Afrikas Mineralien, die die Weltwirtschaft ankurbeln, einschliesslich der neu entdeckten Seltenen Erden, die für die Elektronikindustrie unverzichtbar sind, müssen auf nachhaltige Weise abgebaut werden. Die derzeitigen Bergbaupraktiken schädigen nicht nur die afrikanischen Landschaften, sondern untergraben auch das Wohlergehen der Menschen in Afrika. Eine nachhaltige Nutzung des Reichtums an Bodenschätzen für die gesamte Weltgemeinschaft erfordert einen radikalen Wandel von extraktiven hin zu regenerativen Ansätzen.

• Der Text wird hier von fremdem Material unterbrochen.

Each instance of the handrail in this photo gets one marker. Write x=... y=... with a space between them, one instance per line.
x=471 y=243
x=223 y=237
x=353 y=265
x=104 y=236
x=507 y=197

Die Welt muss die Covid-Pandemie und die existenzielle Klimakrise als Chance nutzen, um neu zu lernen, wie wir als globale Gemeinschaft zusammenarbeiten können. Dies würde sicherstellen, dass wir von degenerativen zu regenerativen Ansätzen übergehen, die nachhaltiges Wohlergehen für alle fördern. Exzessiver Konsum muss klügeren Entscheidungsmechanismen weichen, damit wir mit den Ressourcen unseres Planeten auskommen. Dies bedeutet unter anderem, dass wir uns die Weisheit der Natur zu eigen machen, wonach es kein Ich ohne Wir geben kann. Die Menschen sind untrennbar miteinander verbunden und voneinander abhängig.

Meine Vision von Afrika in 50 Jahren ist die eines Kontinents, der sein Erbe als Wiege der Menschheit und der ersten menschlichen Zivilisation zurückerobert hat und sich die Intelligenz der Natur so zu eigen macht, dass jeder sein Bestes zum Wohlergehen aller im gesamten Ökosystem beiträgt. Afrika wird dann der Welt ein Modell dafür bieten, wie das ganzheitliche Menschsein neu erlernt werden kann.